First, we are given the matrix $$ A = \begin{bmatrix} 1 & 2 \\ 4 & -3 \end{bmatrix} $$ and need to compute $$ A^2 + 4A - 5I $$, where $$ I $$ is the identity matrix.

Start by computing $$ A^2 $$. Since $$ A^2 = A \times A $$, multiply matrix A by itself:

$$ A^2 = \begin{bmatrix} 1 & 2 \\ 4 & -3 \end{bmatrix} \times \begin{bmatrix} 1 & 2 \\ 4 & -3 \end{bmatrix} $$

Calculate each element:

• Top-left element: $$ (1)(1) + (2)(4) = 1 + 8 = 9 $$
• Top-right element: $$ (1)(2) + (2)(-3) = 2 - 6 = -4 $$
• Bottom-left element: $$ (4)(1) + (-3)(4) = 4 - 12 = -8 $$
• Bottom-right element: $$ (4)(2) + (-3)(-3) = 8 + 9 = 17 $$

So, $$ A^2 = \begin{bmatrix} 9 & -4 \\ -8 & 17 \end{bmatrix} $$.

Next, compute $$ 4A $$. Multiply each element of A by 4:

$$ 4A = 4 \times \begin{bmatrix} 1 & 2 \\ 4 & -3 \end{bmatrix} = \begin{bmatrix} 4 & 8 \\ 16 & -12 \end{bmatrix} $$

Now, compute $$ 5I $$. The identity matrix $$ I = \begin{bmatrix} 1 & 0 \\ 0 & 1 \end{bmatrix} $$, so:

$$ 5I = 5 \times \begin{bmatrix} 1 & 0 \\ 0 & 1 \end{bmatrix} = \begin{bmatrix} 5 & 0 \\ 0 & 5 \end{bmatrix} $$

Now, combine the matrices: $$ A^2 + 4A - 5I $$. Add $$ A^2 $$ and $$ 4A $$ first:

$$ A^2 + 4A = \begin{bmatrix} 9 & -4 \\ -8 & 17 \end{bmatrix} + \begin{bmatrix} 4 & 8 \\ 16 & -12 \end{bmatrix} = \begin{bmatrix} 9+4 & -4+8 \\ -8+16 & 17-12 \end{bmatrix} = \begin{bmatrix} 13 & 4 \\ 8 & 5 \end{bmatrix} $$

Then subtract $$ 5I $$:

$$ \begin{bmatrix} 13 & 4 \\ 8 & 5 \end{bmatrix} - \begin{bmatrix} 5 & 0 \\ 0 & 5 \end{bmatrix} = \begin{bmatrix} 13-5 & 4-0 \\ 8-0 & 5-5 \end{bmatrix} = \begin{bmatrix} 8 & 4 \\ 8 & 0 \end{bmatrix} $$

So, $$ A^2 + 4A - 5I = \begin{bmatrix} 8 & 4 \\ 8 & 0 \end{bmatrix} $$.

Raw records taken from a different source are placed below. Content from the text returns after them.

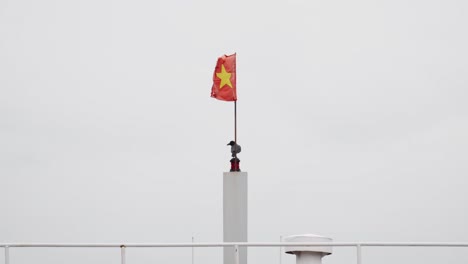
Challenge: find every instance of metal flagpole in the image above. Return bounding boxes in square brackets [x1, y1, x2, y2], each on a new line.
[234, 101, 237, 143]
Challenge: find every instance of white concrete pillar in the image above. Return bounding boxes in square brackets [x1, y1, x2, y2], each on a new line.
[284, 234, 332, 264]
[223, 172, 248, 264]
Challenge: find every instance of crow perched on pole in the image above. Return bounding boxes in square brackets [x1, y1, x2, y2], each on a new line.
[227, 141, 241, 158]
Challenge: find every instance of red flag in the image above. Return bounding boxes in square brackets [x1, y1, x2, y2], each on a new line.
[211, 53, 237, 101]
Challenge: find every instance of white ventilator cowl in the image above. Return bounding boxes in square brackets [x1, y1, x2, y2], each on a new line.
[284, 234, 333, 264]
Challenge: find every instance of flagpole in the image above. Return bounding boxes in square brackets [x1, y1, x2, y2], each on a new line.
[234, 100, 237, 143]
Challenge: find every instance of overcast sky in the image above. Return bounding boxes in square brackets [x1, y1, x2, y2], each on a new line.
[1, 0, 468, 263]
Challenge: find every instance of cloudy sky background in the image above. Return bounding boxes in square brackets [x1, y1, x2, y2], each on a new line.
[1, 0, 468, 263]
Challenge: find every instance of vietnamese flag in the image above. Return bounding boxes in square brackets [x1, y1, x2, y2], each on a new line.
[211, 53, 237, 101]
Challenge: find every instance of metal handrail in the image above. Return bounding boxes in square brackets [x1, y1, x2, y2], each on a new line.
[3, 242, 468, 247]
[3, 242, 468, 264]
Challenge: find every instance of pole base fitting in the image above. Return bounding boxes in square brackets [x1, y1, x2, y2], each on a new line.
[230, 158, 241, 172]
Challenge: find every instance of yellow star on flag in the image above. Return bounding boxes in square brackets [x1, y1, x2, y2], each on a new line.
[216, 64, 233, 89]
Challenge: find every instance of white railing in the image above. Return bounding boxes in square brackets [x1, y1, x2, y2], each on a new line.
[2, 242, 468, 264]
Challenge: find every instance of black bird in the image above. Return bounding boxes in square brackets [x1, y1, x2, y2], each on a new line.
[227, 141, 241, 158]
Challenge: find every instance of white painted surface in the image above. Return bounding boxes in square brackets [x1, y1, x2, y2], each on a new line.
[295, 252, 323, 264]
[284, 234, 332, 255]
[223, 172, 248, 264]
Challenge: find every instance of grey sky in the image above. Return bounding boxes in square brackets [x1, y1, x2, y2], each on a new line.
[1, 0, 468, 263]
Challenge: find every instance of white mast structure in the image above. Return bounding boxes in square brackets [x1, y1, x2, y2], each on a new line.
[223, 171, 248, 264]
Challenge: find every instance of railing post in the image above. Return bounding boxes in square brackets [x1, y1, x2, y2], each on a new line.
[279, 236, 283, 264]
[121, 245, 126, 264]
[192, 237, 195, 264]
[356, 244, 362, 264]
[234, 244, 239, 264]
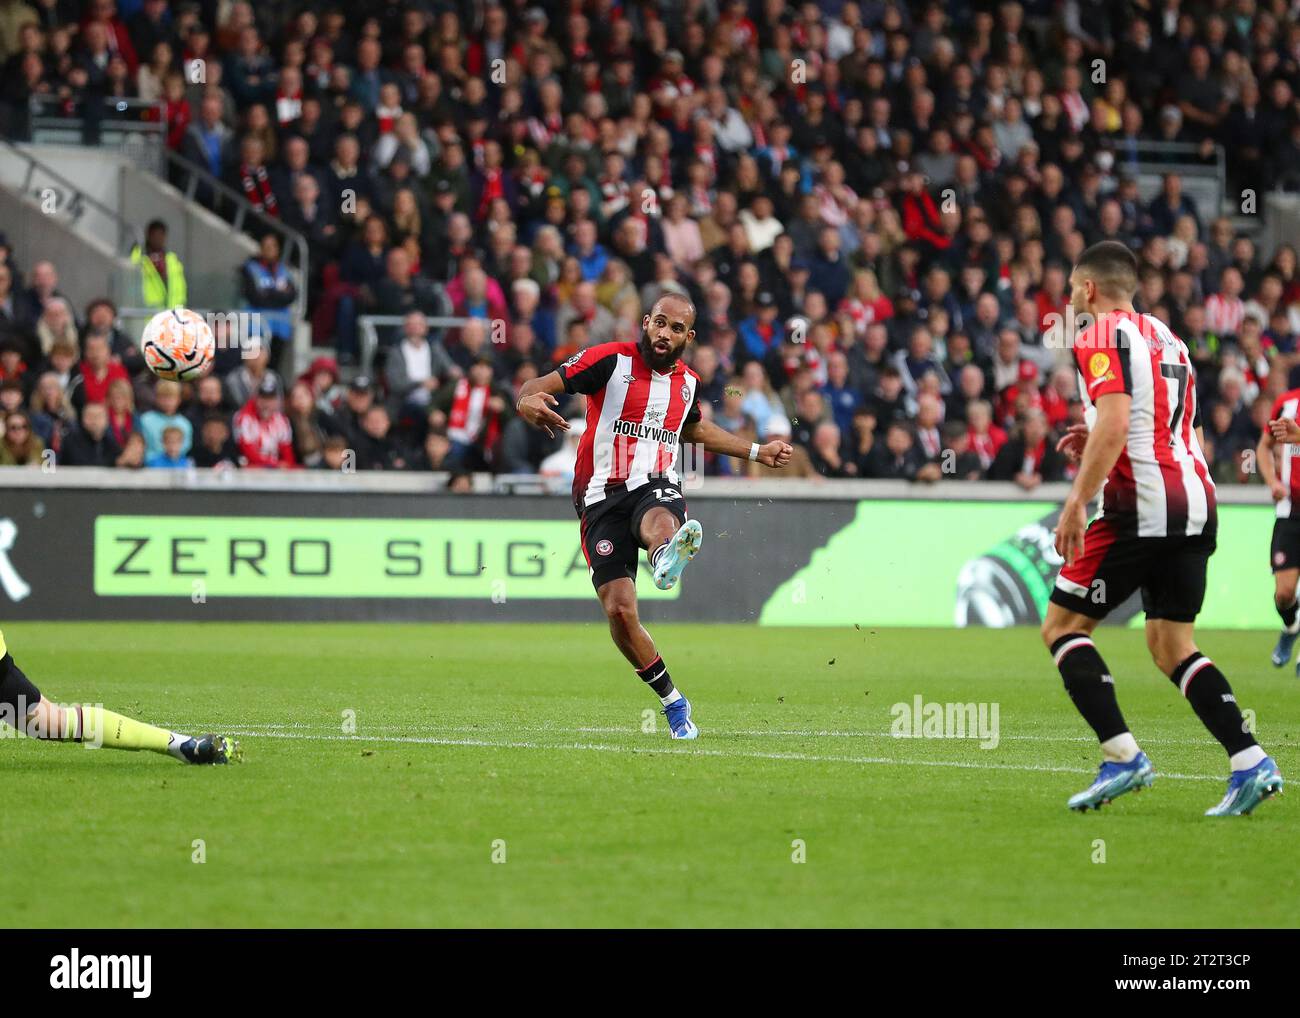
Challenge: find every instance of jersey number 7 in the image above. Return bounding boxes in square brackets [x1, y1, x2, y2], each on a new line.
[1160, 362, 1189, 447]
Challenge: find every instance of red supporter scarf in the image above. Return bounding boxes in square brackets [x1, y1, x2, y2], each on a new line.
[110, 409, 133, 446]
[375, 104, 401, 134]
[447, 379, 500, 451]
[969, 430, 998, 468]
[240, 163, 278, 216]
[1023, 438, 1046, 473]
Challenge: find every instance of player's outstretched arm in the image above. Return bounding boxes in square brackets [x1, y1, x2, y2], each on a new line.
[1258, 424, 1286, 501]
[682, 419, 793, 467]
[516, 371, 571, 438]
[1054, 393, 1130, 565]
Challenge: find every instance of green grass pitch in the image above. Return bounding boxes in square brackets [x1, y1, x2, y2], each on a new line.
[2, 622, 1298, 928]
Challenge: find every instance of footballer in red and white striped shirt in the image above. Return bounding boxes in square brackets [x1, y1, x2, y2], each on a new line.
[515, 293, 793, 740]
[1257, 389, 1300, 668]
[1042, 241, 1280, 816]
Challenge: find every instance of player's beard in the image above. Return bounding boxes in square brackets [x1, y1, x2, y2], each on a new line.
[640, 332, 682, 372]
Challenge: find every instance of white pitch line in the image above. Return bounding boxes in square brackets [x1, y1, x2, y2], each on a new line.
[217, 726, 1225, 782]
[166, 720, 1263, 749]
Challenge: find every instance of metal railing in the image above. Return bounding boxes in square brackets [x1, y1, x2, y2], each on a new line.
[1122, 139, 1227, 216]
[26, 95, 165, 150]
[358, 314, 474, 376]
[161, 147, 310, 321]
[0, 136, 142, 255]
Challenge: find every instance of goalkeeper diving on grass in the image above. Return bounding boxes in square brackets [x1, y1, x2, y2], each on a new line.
[0, 628, 242, 764]
[515, 293, 793, 739]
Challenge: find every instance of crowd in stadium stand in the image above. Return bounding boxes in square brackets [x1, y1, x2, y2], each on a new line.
[0, 0, 1299, 486]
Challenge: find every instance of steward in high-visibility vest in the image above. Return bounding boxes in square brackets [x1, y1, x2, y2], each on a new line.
[129, 219, 188, 309]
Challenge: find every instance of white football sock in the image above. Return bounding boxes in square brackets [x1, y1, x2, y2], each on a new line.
[1230, 746, 1267, 772]
[1100, 732, 1140, 763]
[660, 689, 683, 707]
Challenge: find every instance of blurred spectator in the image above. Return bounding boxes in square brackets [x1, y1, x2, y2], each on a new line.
[35, 297, 78, 359]
[386, 310, 455, 419]
[129, 219, 188, 310]
[988, 409, 1066, 489]
[0, 409, 42, 466]
[809, 421, 852, 478]
[181, 92, 233, 186]
[82, 298, 133, 360]
[537, 416, 584, 485]
[0, 337, 28, 390]
[225, 343, 276, 407]
[242, 233, 297, 362]
[192, 413, 239, 469]
[70, 333, 128, 408]
[866, 422, 925, 480]
[28, 371, 73, 455]
[105, 376, 137, 447]
[942, 421, 985, 481]
[139, 379, 192, 460]
[333, 375, 376, 447]
[114, 430, 145, 469]
[233, 373, 295, 468]
[286, 380, 332, 468]
[434, 357, 511, 469]
[19, 260, 62, 327]
[185, 373, 226, 431]
[352, 405, 406, 471]
[61, 401, 121, 466]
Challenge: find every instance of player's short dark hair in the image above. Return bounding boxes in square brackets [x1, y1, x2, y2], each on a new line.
[1074, 241, 1138, 299]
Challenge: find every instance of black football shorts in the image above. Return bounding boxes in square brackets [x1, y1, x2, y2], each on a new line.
[1050, 515, 1216, 623]
[578, 482, 688, 590]
[1270, 518, 1300, 573]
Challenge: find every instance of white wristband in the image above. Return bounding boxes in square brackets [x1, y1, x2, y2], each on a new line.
[749, 442, 760, 462]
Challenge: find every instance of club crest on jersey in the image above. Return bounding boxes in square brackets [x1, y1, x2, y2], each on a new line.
[595, 539, 614, 556]
[680, 383, 691, 402]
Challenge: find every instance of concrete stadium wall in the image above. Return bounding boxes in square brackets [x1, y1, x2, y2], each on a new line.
[0, 144, 255, 311]
[0, 181, 137, 308]
[0, 477, 1275, 628]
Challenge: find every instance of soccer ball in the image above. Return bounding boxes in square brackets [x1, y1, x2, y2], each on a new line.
[141, 307, 215, 382]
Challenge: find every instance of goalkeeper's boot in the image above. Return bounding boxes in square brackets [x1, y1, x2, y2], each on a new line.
[177, 733, 243, 765]
[663, 697, 699, 740]
[652, 519, 703, 591]
[1205, 757, 1283, 816]
[1067, 752, 1154, 811]
[1270, 626, 1298, 668]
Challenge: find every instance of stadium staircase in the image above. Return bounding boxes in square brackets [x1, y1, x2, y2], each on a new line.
[0, 138, 141, 312]
[0, 136, 312, 374]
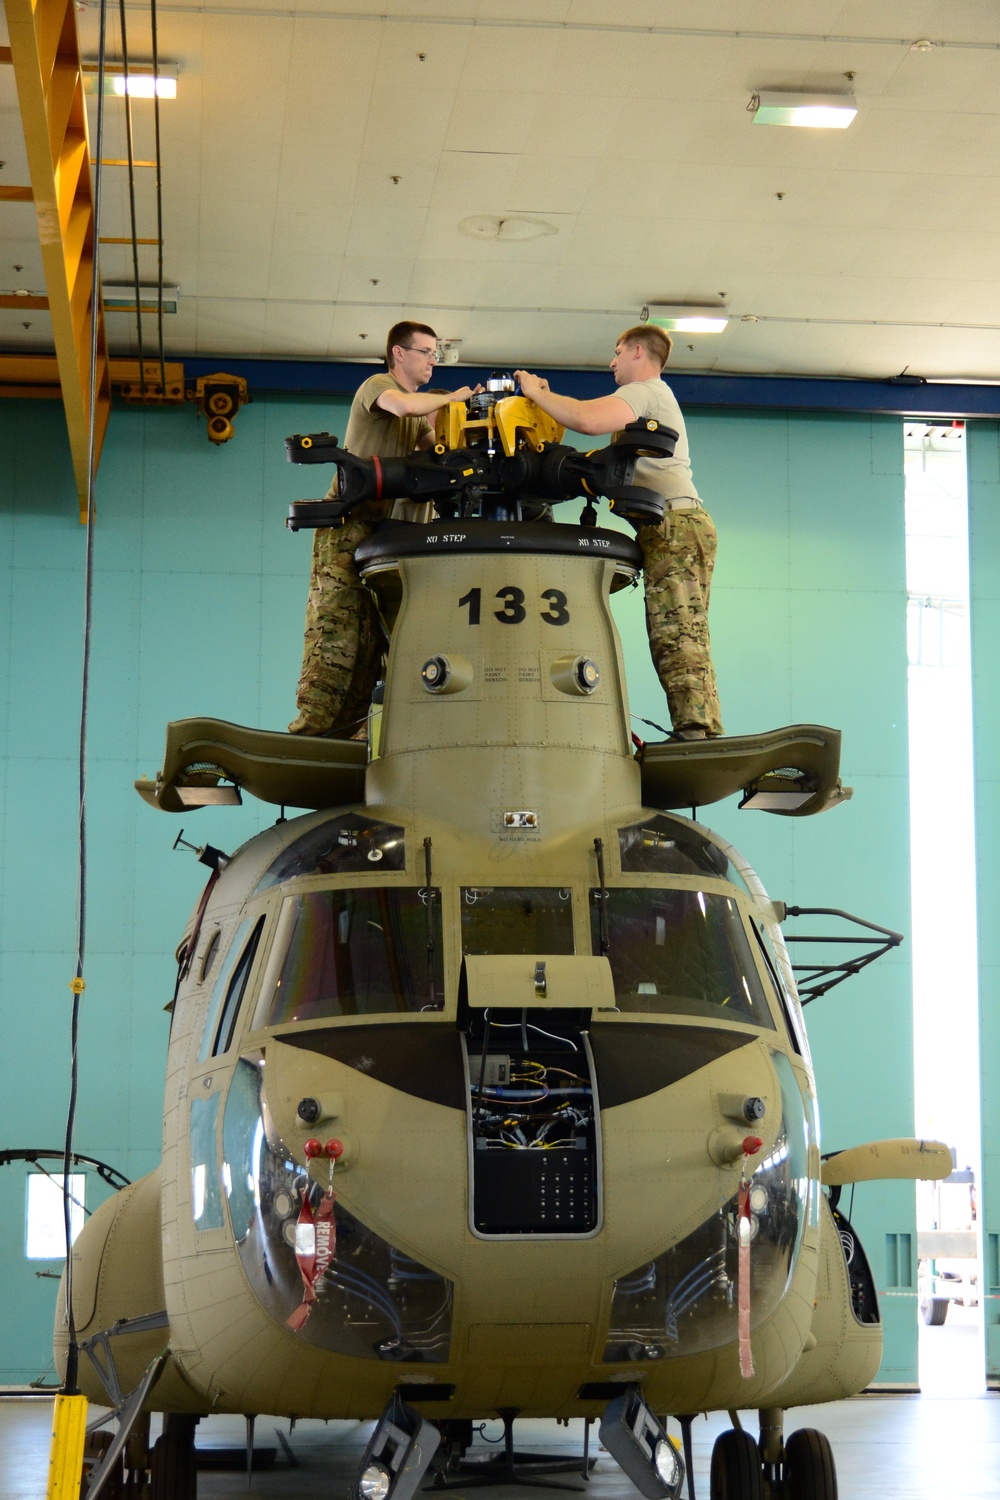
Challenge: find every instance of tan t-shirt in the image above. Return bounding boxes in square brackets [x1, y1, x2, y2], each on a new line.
[613, 376, 700, 503]
[330, 370, 436, 522]
[345, 371, 431, 459]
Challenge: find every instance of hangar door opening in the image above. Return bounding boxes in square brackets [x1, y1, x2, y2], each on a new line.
[904, 420, 984, 1394]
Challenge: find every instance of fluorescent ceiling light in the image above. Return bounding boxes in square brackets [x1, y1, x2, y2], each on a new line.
[643, 304, 728, 334]
[103, 283, 180, 314]
[112, 74, 177, 99]
[84, 62, 178, 98]
[750, 91, 856, 128]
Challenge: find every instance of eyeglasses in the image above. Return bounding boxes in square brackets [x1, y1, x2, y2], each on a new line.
[401, 345, 438, 360]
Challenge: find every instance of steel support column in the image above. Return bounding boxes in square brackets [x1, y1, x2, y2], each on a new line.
[4, 0, 110, 521]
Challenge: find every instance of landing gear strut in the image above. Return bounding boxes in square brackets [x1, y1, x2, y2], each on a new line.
[150, 1414, 198, 1500]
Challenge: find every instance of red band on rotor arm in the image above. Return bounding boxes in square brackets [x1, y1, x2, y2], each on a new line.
[372, 453, 383, 502]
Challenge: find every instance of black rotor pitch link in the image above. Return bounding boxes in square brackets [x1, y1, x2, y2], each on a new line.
[284, 420, 677, 530]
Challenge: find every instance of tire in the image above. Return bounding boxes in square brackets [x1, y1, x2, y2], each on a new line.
[81, 1431, 124, 1500]
[920, 1296, 949, 1326]
[150, 1424, 197, 1500]
[710, 1428, 763, 1500]
[783, 1428, 837, 1500]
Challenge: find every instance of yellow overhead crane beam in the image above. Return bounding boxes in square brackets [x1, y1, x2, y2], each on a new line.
[2, 0, 111, 523]
[0, 355, 185, 402]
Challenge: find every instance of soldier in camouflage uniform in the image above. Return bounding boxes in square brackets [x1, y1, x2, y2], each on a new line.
[515, 327, 723, 738]
[640, 501, 721, 737]
[293, 515, 385, 736]
[290, 323, 482, 736]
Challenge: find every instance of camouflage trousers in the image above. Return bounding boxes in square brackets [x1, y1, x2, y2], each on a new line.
[290, 521, 384, 736]
[638, 505, 724, 737]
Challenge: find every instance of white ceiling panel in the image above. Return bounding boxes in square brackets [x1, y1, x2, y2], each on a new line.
[4, 1, 1000, 379]
[0, 308, 51, 349]
[369, 32, 472, 90]
[456, 31, 563, 94]
[262, 297, 335, 356]
[429, 149, 523, 207]
[335, 255, 413, 305]
[192, 297, 267, 356]
[327, 300, 404, 353]
[266, 235, 346, 304]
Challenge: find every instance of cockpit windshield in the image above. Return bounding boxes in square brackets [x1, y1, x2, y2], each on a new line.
[618, 815, 742, 885]
[461, 887, 575, 955]
[590, 888, 775, 1028]
[255, 887, 443, 1026]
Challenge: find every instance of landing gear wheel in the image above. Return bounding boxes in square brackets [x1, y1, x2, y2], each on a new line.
[920, 1295, 949, 1326]
[783, 1428, 837, 1500]
[80, 1431, 124, 1499]
[150, 1417, 198, 1500]
[710, 1429, 763, 1500]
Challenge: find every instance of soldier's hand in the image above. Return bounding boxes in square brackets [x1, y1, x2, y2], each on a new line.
[452, 383, 485, 401]
[514, 370, 549, 399]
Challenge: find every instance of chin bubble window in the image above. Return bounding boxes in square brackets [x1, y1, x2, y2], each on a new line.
[256, 886, 444, 1025]
[226, 1059, 453, 1360]
[590, 888, 775, 1028]
[603, 1050, 811, 1362]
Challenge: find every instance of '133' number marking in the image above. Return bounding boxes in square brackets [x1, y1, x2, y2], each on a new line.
[458, 587, 569, 626]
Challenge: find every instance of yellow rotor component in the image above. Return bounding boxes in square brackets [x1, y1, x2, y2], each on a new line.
[434, 400, 468, 452]
[493, 395, 564, 457]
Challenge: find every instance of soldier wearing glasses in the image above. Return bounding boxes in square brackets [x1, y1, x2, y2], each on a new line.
[290, 322, 483, 736]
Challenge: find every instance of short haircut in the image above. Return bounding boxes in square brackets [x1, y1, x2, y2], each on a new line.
[386, 321, 437, 368]
[617, 323, 672, 369]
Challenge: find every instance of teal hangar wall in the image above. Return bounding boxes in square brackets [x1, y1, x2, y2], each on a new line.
[606, 410, 916, 1386]
[0, 395, 915, 1385]
[0, 391, 352, 1383]
[968, 419, 1000, 1388]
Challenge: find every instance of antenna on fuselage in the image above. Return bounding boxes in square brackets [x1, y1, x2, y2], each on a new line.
[173, 827, 230, 870]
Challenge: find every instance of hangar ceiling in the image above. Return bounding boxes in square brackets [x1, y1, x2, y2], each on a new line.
[3, 0, 1000, 382]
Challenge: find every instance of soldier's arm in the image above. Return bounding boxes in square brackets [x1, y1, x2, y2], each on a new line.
[513, 372, 634, 437]
[375, 384, 483, 419]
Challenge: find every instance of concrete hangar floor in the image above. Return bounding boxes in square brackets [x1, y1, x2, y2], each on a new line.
[1, 1351, 997, 1500]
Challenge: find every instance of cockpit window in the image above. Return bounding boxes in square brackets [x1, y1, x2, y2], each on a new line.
[257, 887, 443, 1025]
[198, 917, 252, 1063]
[750, 921, 806, 1056]
[618, 815, 746, 887]
[254, 814, 406, 894]
[211, 916, 265, 1056]
[590, 888, 775, 1028]
[461, 888, 574, 955]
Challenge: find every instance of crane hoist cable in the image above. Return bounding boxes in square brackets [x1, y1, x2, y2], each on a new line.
[61, 0, 109, 1400]
[117, 0, 146, 396]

Now, compare this result with the options. Factor out a common factor of 4 from the matrix:

$$ \begin{bmatrix} 8 & 4 \\ 8 & 0 \end{bmatrix} = 4 \times \begin{bmatrix} 2 & 1 \\ 2 & 0 \end{bmatrix} $$

Check the options:

• Option A: $$ 4 \begin{bmatrix} 2 & 1 \\ 2 & 0 \end{bmatrix} = \begin{bmatrix} 8 & 4 \\ 8 & 0 \end{bmatrix} $$ — matches exactly.
• Option B: $$ 4 \begin{bmatrix} 0 & -1 \\ 2 & 2 \end{bmatrix} = \begin{bmatrix} 0 & -4 \\ 8 & 8 \end{bmatrix} $$ — does not match.
• Option C: $$ 32 \begin{bmatrix} 2 & 1 \\ 2 & 0 \end{bmatrix} = \begin{bmatrix} 64 & 32 \\ 64 & 0 \end{bmatrix} $$ — does not match.
• Option D: $$ 32 \begin{bmatrix} 1 & 1 \\ 1 & 0 \end{bmatrix} = \begin{bmatrix} 32 & 32 \\ 32 & 0 \end{bmatrix} $$ — does not match.

Hence, the correct answer is Option A.